The primary question, for me, concerns the literary value of his work. If his novels consisted merely of “socialist realist” propaganda, then my judgment on him would be negative; but, as I emphasized in my article, they do not. “His most vital novels,” I wrote, “took place on a different plane, at once more human and more mythic, from that of any type of ideological art.” Similarly, in his letter Mr. Kadare says that “the best resistance that an author could make to a dictatorship of that kind, in other words to an abnormal situation, was to make ‘normal’ literature. And I think that is what I have done.” On this, the primary point of my article, there is really no difference between us.

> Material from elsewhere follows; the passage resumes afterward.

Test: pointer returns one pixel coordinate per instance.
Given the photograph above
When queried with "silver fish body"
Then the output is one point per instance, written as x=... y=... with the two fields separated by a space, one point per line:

Only at a secondary level did I make any criticisms of him, when I suggested that the mistaken way of looking at his writings which tries to fit them into a black-and-white political scheme had begun to influence the author himself. At this secondary level, therefore, I gave some examples of ways in which he appears to have engaged in some retrospective retouching, exaggerating some themes or details of his life and works and minimizing or omitting others. My argument about these retrospective adjustments was not that they showed that Mr. Kadare had some terrible record to conceal, the revelation of which must destroy his literary reputation; rather, it was that the adjustments were unnecessary, because the essential merit of his literary creation (that is, of his best works, several of which I discussed and praised) remained untouched by such political questions.

It saddens me to note that Mr. Kadare views any criticism whatsoever, even at such a secondary level, as an intolerable act of lèse-majesté. And yet, regardless of all the absurd personal abuse heaped on me in his letter, I do admire him as a novelist, and shall continue to say so.